Published in edition #2 2019-2023

Un’automobile dell’antica Grecia

Translated from CZ to IT by Elena Zuccolo
Written in CZ by Ondrej Macl

Era un caldo giorno di giugno. Solo che allora non si diceva giugno, ma Θαργηλιών o Σκιροφοριών. Due figure si erano lasciate alle spalle le mura di Atene per fare una passeggiata nella natura lungo il fiume Illisso e sostenevano una conversazione amichevole. Parlavano soprattutto d’amore.

Il ragazzo, il più giovane dei due, aveva portato con sé la trascrizione di un discorso, nel quale l’autore sosteneva che l’amore fosse un male, cosa a cui anche lui credeva. A dire il vero non faceva altro che citare quel discorso. L’uomo, il più vecchio dei due, in cuor suo non era d’accordo, ma l’entusiasmo del giovane lo eccitava. Si erano quindi fermati sotto un alto platano, l’uomo si era steso comodamente sull’erba e aveva invitato il ragazzo, fermo sulle sue posizioni, a leggergli un brano di quel testo. A momenti lo ascoltava, con evidente interesse, nei passaggi ripetitivi dava la precedenza al frinire delle cicale e nel frattempo, da uomo navigato, preparava un discorso assai migliore.

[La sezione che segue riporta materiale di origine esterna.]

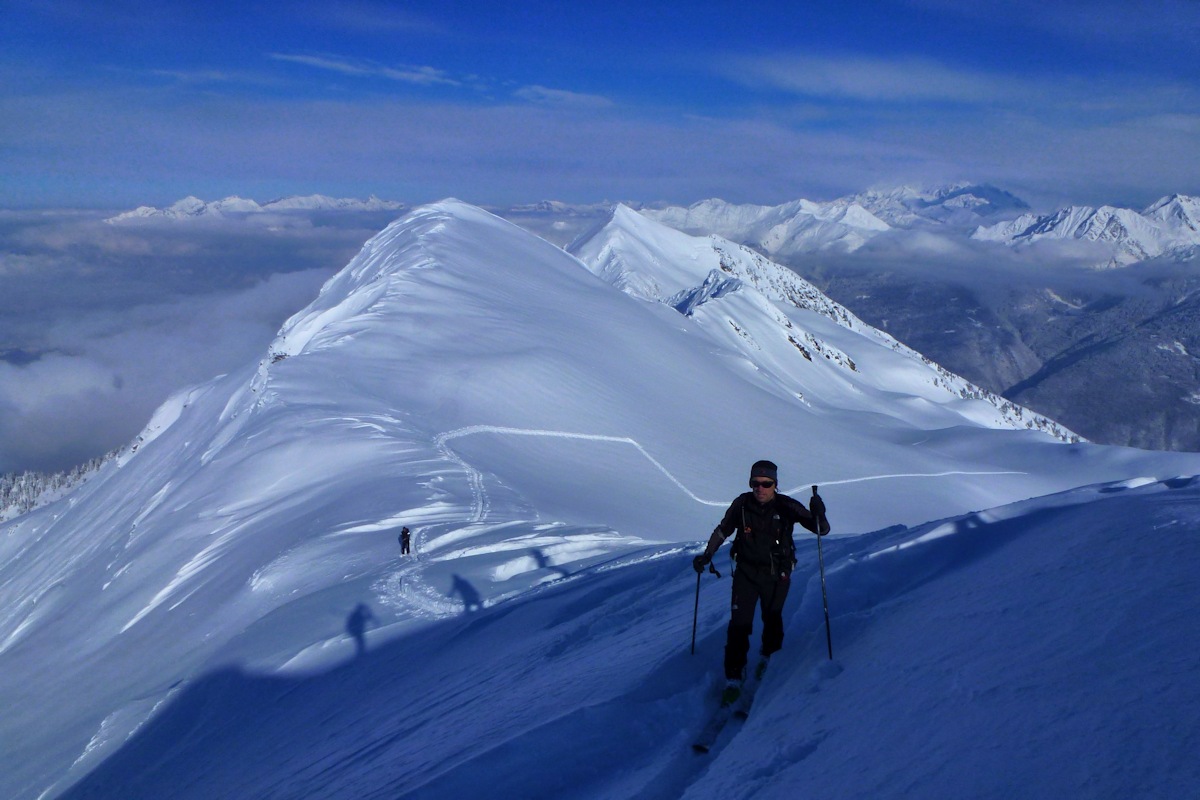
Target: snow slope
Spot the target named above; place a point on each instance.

Sono passati millenni e anche la città si è lasciata alle spalle le mura. Nei luoghi dove scorreva il fiume Illisso, oggi rimbomba trionfalmente una strada a otto corsie. Là, dove c’era il platano, è piantata una panchina con un cestino della spazzatura. La città si è adagiata sull’erba e il fiume è diventato così marrone, e alla fine non è rimasta altra scelta che interrarlo. Atene è l’unica metropoli europea ad aver sotterrato i propri fiumi.

Quando il ragazzo terminò di leggere, l’uomo si coprì teatralmente il viso e aggiunse a quel discorso contro l’amore nuove riflessioni sugli eccessi dell’uomo innamorato (quant’è geloso, manipolatore o ricattatore!). Ma poi, una volta scoperto il volto e messo all’improvviso davanti alla bellezza del ragazzo, non fu più in grado di passare a lodare l’uomo ragionevole che non ama, come quel pivello si sarebbe aspettato. Si pose invece la domanda se le nostre esperienze più preziose non siano una manifestazione della follia divina piuttosto che della ragione.

Sulla sponda del fiume Illisso comparve l’Hotel Hilton. Ne uscì una giovane filologa di Harvard che, come se niente fosse, fece un balzo nella corrente e si mise a nuotare, diretta alla Galleria nazionale, a una conferenza intitolata Come il cuore dell’uomo antico ha inventato l’anima: contesti, prospettive, problemi. Tutto ciò non è affatto folle in confronto all’eternità sul viso del ragazzo!

L’uomo si chiamava Socrate. Per ragioni ignote immaginava che, in ognuno di noi, l’amore si mescolasse con la ragione e il piacere insaziabile con la buona vecchia moderazione. O qualcosa di simile. E, affinché questa contraddizione divenisse niente di meno che l’essenza dell’anima umana (va ricordato che l’anima, prima di Socrate, non significava poi molto), la paragonò a un carro trainato da cavalli. Fu così che l’anima umana, ai suoi albori, si guadagnò il paragone di un auriga che cerca con difficoltà di domare due cavalli antitetici.

In realtà non è ben chiaro quale sia il significato dei due cavalli: uno doveva forse essere bello, buono, bianco, dagli occhi neri, amico delle opinioni vere, con il naso sporgente, e non aveva bisogno di essere frustato… L’altro invece doveva essere gobbo, tozzo, con il naso schiacciato, rubicondo, amico dell’arroganza e del vanto, sordo e dalle orecchie irsute. L’immagine dell’anima come carro era tuttavia inequivocabile:


ἐοικέτω δὴ συµφύτῳ δυνάµει ὑποπτέρου ζεύγους τε καὶ ἡνιόχου.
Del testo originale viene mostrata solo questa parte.